Otto Schily (1977) © dpa Vergrößern Otto Schily (1977)

Damals, 1967, war Otto Schily ein Salonmarxist. Sein erstes Kind, geboren im Mai 1967, nannten er und seine Frau Christine nach der Frau von Karl Marx und nach Rosa Luxemburg, Jenny Rosa. Schily trank, aß und spielte nächtelang Schach in linken Szenekneipen in Charlottenburg, etwa dem „Zwiebelfisch“ am Savignyplatz. Manches, was ihn und andere junge Leute damals auf die Straße trieb, nennt Schily heute, im Kaffeehaus „Einstein“ an der Straße Unter den Linden zurückblickend, totalen „Blödsinn und völlige Fehleinschätzung“, etwa den Widerstand gegen die Notstandsgesetze.

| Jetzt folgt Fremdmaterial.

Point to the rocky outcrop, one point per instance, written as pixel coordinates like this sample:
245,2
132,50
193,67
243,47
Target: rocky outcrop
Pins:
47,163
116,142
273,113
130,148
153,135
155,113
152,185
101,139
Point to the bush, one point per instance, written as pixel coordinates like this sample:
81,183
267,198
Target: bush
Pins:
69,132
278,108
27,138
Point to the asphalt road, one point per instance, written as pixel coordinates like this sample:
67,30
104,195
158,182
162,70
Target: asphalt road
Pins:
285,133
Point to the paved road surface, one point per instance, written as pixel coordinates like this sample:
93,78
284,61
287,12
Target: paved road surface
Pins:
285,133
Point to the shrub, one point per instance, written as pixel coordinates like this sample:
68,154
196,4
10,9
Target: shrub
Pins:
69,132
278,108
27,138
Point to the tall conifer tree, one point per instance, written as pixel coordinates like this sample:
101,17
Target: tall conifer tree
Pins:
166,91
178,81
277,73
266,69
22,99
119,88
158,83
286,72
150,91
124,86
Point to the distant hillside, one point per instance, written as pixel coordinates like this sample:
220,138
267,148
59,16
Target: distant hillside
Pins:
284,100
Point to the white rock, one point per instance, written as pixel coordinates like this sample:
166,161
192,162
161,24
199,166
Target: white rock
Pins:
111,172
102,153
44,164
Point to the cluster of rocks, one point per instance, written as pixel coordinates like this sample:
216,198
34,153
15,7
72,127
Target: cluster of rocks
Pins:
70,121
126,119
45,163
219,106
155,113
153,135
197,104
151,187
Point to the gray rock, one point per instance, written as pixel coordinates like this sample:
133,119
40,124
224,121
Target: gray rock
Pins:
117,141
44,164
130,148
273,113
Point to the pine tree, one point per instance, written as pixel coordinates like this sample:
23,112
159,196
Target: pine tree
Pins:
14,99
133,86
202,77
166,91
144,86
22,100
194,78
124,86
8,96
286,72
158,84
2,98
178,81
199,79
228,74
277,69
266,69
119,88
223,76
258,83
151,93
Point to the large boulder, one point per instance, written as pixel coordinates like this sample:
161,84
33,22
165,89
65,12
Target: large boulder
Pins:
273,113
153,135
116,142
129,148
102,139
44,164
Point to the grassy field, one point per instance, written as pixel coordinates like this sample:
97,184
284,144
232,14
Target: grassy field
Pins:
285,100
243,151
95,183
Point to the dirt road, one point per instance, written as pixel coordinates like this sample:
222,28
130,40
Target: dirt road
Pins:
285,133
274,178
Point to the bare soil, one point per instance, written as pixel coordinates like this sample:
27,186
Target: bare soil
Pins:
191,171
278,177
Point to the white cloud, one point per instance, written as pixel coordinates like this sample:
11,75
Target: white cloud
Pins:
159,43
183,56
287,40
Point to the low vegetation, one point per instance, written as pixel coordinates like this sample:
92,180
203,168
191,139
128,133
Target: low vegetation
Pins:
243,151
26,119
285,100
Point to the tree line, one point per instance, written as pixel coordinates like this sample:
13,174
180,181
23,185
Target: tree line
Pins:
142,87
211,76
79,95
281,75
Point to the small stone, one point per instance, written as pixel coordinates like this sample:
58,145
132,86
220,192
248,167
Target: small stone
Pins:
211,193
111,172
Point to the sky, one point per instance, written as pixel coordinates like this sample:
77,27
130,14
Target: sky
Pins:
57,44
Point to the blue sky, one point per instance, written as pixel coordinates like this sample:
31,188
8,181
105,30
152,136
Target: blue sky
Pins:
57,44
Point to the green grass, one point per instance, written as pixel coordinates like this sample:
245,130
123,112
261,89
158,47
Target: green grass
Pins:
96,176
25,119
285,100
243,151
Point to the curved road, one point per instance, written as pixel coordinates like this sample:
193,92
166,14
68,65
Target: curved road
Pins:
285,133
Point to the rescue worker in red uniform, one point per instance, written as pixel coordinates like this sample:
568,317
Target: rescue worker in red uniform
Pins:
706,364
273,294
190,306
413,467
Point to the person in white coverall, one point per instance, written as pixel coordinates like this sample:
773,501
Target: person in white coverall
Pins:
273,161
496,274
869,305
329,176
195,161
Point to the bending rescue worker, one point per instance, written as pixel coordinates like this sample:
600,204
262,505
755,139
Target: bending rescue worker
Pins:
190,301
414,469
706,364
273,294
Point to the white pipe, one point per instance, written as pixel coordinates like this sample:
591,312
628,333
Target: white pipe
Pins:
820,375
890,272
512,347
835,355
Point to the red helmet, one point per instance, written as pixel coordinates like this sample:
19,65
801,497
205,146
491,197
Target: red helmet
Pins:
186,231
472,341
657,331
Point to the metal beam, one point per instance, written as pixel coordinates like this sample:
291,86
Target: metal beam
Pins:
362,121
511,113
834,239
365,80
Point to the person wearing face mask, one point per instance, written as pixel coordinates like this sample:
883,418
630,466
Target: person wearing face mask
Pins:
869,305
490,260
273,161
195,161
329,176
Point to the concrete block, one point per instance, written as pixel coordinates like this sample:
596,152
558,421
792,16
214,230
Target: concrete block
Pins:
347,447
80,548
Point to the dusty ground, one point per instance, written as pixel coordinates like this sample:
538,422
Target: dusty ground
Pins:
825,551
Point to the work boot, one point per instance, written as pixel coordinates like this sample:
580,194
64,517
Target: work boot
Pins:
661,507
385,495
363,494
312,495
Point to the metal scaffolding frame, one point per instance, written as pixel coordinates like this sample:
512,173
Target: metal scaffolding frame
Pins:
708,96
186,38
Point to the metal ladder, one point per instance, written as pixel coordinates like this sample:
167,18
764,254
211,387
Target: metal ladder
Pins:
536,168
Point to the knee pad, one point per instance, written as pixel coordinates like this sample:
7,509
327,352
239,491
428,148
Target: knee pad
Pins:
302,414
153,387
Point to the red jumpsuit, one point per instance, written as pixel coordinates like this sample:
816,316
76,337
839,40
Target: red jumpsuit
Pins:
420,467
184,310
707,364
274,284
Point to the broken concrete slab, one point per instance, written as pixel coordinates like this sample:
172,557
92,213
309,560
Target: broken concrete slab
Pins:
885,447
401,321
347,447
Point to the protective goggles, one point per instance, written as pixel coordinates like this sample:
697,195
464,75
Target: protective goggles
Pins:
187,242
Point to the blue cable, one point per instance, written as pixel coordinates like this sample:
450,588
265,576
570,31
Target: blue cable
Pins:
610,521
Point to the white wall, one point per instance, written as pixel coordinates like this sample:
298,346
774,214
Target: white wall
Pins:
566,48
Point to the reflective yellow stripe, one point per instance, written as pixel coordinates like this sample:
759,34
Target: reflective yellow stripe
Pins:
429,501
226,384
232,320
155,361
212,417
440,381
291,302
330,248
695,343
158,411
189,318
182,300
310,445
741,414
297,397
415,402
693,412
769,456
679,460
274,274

Wasserwerfer und 800 Polizisten

Den kulturellen Umbruch, den jene Jahre mit sich brachten, will er dennoch geachtet wissen, auch heute noch. Einen eigenen politischen Ansatz habe die Bewegung damals nicht gefunden, stattdessen habe sie sich „kostümiert“ mit Leuten wie Ho Chi Minh. Auf „marxistisch-leninistische Abwege“ sei er nicht geraten, dagegen habe ihn sein Elternhaus immunisiert. Dort galt Rudolf Steiner mehr als Wladimir Illitsch Lenin. Schily ging demonstrieren, fuhr dann aber zurück in den Grunewald, wo er eine Villenetage in der Richard-Strauss-Straße bewohnte. Tagsüber vertrat er für die konservative Anwaltskanzlei Neufeldt Mandanten in Grundstücks- und Erbschaftsangelegenheiten, abends politisierte er über Vietnam. Erst als Schily 1968 erstmals Gudrun Ensslin vertrat, verließ er auf Bitten des Seniors die Kanzlei und eröffnete an der Charlottenburger Kantstraße eine eigene.